Big Data Review: Case Study
Week 10 | Lesson 5.1
LEARNING OBJECTIVES
After this lesson, you will be able to:
- explain how different big data tools are used to aggregate large quantities of weather data
- explain the advantages of big data tools to a non-technical audience
STUDENT PRE-WORK
Before this lesson, you should already be able to:
- perform queries in Hadoop / Hive
- perform queries in SQL
- build pipelines in Spark
INSTRUCTOR PREP
Before this lesson, instructors will need to:
- Read in / Review any dataset(s) & starter/solution code
- Generate a brief slide deck
- Prepare any specific materials
- Provide students with additional resources
STARTER CODE
LESSON GUIDE
TIMING | TYPE | TOPIC |
---|---|---|
5 min | Opening | Opening |
20 min | Guided-practice | Phase 1: Research |
20 min | Guided | Phase 2: Discussion |
20 min | Demo | Phase 3: Mashup |
20 min | Demo | Phase 4: Presentation |
Opening (5 min)
In this class we will analyze a case study of analysis of Real-Time and Archived NEXRAD Weather Data on AWS.
Our starting point is this article
We will work in 3 groups once more, and each group will focus on a particular technical aspect of the project.
- Group 1 will focus on database backend
- Group 2 will focus on real-time
- Group 3 will focus on visualization
Phase 1: Research (20 min)
In this phase each group should read the article and then look for more information in particular concerning its specific focus.

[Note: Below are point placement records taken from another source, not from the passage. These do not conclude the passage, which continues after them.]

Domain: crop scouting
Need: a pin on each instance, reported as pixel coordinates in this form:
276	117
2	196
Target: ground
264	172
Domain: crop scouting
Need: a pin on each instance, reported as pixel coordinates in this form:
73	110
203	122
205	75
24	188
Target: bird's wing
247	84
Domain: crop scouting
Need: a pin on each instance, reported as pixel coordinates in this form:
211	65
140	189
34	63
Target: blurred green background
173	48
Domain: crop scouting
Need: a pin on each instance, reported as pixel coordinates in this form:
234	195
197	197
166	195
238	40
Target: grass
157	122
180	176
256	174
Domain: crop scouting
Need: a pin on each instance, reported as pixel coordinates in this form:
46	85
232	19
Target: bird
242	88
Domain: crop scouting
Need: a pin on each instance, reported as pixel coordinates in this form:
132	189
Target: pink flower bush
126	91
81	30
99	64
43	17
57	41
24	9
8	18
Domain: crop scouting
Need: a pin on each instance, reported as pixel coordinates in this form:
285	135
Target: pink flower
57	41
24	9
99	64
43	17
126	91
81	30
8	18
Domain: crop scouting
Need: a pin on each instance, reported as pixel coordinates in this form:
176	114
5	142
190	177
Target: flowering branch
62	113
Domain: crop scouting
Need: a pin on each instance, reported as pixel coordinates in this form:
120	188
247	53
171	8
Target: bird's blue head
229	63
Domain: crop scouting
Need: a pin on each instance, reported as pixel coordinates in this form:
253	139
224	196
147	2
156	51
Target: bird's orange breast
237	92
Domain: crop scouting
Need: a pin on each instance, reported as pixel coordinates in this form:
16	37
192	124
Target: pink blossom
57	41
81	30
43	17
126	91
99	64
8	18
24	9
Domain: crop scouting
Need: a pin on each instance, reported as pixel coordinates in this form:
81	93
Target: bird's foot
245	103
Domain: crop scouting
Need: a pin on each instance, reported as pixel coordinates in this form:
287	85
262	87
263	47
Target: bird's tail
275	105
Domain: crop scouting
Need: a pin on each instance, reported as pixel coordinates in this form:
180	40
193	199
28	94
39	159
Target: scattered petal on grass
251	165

Group 1 should look into the data storage tools proposed in the article and understand deeply the data format, size and types.
Group 2 should look into the tools for real-time analysis that are mentioned in the article and clearly understand what each one does. Also you should investigate what requirements there are.
Group 3 should look into the requirements for visualization. What is necessary? how big is the data to be visualized? What's the frequency? If we are assuming a nontechnical audience, how should you present the key findings?
Each group can choose how to perform this phase, either each on their own or in smaller subgroups.
Phase 2: Discussion (20 min)
Within your group you should discuss the results of the research phase and draft a document that details:
- issues involved
- solution proposed
- intended audience
- risks
- limitations
- benefits (in relation to audience)
Phase 3: Mashup (20 min)
Now each of the three groups should divide in half, each forming two subgroups: A and B.
- All the A subgroups unite to form a new group
- All the B subgroups unite to form a new group
The two newly formed mega-groups will contain experts from each of the 3 original groups. In this phase you have to share your findings and discuss how to implement the system.
In particular you should come up with a roadmap to implement the system including:
- data you will access
- databaset contraints, pros/cons
- key visualizations
Is the system proposed in the article the best possible solution? can you suggest improvements?
Note that the system proposed in the article is implemented here using Java). Can you propose an alternative technology to achieve the same result?
Phase 4: Presentation (20 min)
Each of the 2 groups A and B gets 5 minutes to present their solution and their findings to the class.
The group playing the audience role should look for similarities and differences with their own implementation and ask clarifying questions when a difference is found.